During festivals, the demand for dairy products such as khoya, paneer etc. grows manifold and some farmers in collusion with middle-men exploit it by producing artificial products with harmful chemicals like plaster of paris, synthetic colours among others. Sometimes rotten products are mixed with fragrance to look fresh.
Outlook, which covered the raid live, spoke to farmers, the middle-men and buyers present at the spot. They blame each other for encouraging the trade of adulterated products.
“What food safety department has done is just the tip of the iceberg. 95% khoya here is either fake or of substandard quality. Buyers, which are mainly sweet shop owners of Delhi, ask farmers to bring substandard materials as it cost cheap,” alleged Rishipal, a farmer.
While the pure product fetches a price above Rs 350 per kg, the substandard one is available at Rs 80 per kg.
A famous marketplace from the pre-Independence era, Khoya Mandi attracts farmers from neighbouring areas such as Bulandshahar, Modi Nagar, Bagpat, Meerut, Mathura to name a few. They bring here tuck loads of khoya every day for bulk sale to mainly sweet shop owners with help of middle-men.

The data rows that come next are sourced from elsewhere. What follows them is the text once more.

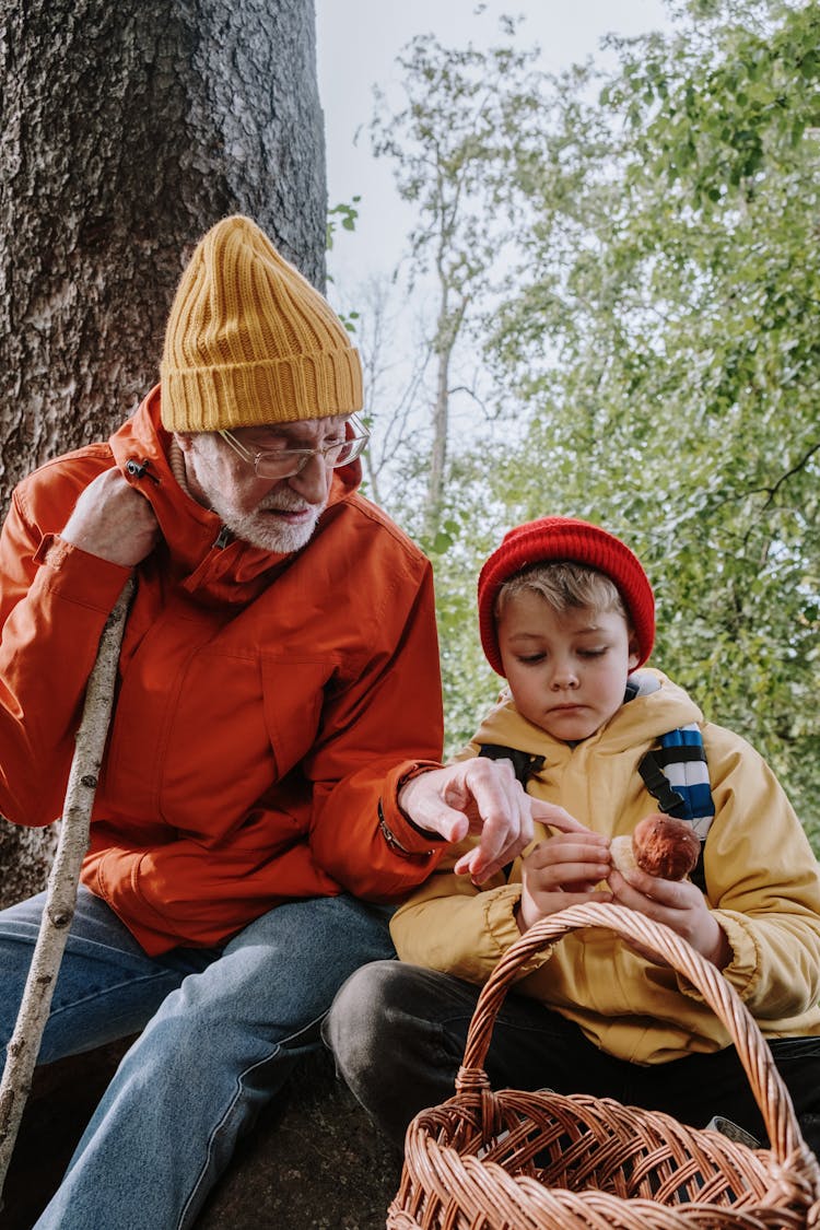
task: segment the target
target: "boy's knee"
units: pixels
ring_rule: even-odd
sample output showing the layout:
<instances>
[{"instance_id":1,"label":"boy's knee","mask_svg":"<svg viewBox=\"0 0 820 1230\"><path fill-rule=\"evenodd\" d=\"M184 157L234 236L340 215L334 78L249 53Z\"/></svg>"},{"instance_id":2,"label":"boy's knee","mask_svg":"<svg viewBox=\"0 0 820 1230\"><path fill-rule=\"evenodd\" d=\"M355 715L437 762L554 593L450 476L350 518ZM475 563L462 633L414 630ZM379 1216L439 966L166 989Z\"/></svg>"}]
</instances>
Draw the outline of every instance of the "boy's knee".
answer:
<instances>
[{"instance_id":1,"label":"boy's knee","mask_svg":"<svg viewBox=\"0 0 820 1230\"><path fill-rule=\"evenodd\" d=\"M368 1065L374 1054L384 1054L393 1027L397 984L404 985L402 966L397 961L375 961L357 969L338 991L322 1034L343 1073Z\"/></svg>"}]
</instances>

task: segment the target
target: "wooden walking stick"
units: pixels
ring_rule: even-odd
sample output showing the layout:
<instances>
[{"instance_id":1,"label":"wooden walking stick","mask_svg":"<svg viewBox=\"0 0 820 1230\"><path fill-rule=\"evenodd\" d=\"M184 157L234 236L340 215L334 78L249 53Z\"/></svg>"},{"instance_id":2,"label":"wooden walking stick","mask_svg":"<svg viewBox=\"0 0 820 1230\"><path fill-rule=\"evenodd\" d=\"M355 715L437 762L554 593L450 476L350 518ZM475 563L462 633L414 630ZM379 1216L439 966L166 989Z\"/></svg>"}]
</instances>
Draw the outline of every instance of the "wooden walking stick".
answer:
<instances>
[{"instance_id":1,"label":"wooden walking stick","mask_svg":"<svg viewBox=\"0 0 820 1230\"><path fill-rule=\"evenodd\" d=\"M6 1171L31 1091L54 984L76 908L80 868L89 849L91 808L114 699L119 646L133 590L134 581L129 578L102 630L97 658L89 675L57 854L48 877L45 908L6 1053L0 1082L0 1208Z\"/></svg>"}]
</instances>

“Each container, carrying 100 kg, are auctioned here and the buyer who quotes high price gets it,” Rakesh Tomar, President, Khoya Mandi says.
Tomar informs that the middle-men pay money to farmers at the spot on behalf of the buyers keeping 2% of the cost of product as commission. They collect the cost from buyers later on as they are known to each other.
Interestingly, the shortage of manpower of food safety department was quite obvious as four officials looked entirely helpless to handle more than over 60 to 70 containers each carrying 100 kg of khoa.
While two officials were busy in collecting samples, the other two were trying to keep a watch on the seized material.
Outlook also observed that farmers with the help of labourers could remove some of the seized khoya-filled containers in their trucks while the officials were busy in other enquiries.
However, Singh said that the dept will now keep a regular check on the market to discourage and instill fear among the people involved in such illegal practices.
"A few years ago, it was proposed that each farmer coming here would be issued an identification card which he would have to mention on his container so that it was easy to identify whose product is of bad quality. But it was never implemented. During raids, farmers or their associates leave the container and run away. It becomes difficult to find out the owner," says Mahesh Garg, former president of the mandi.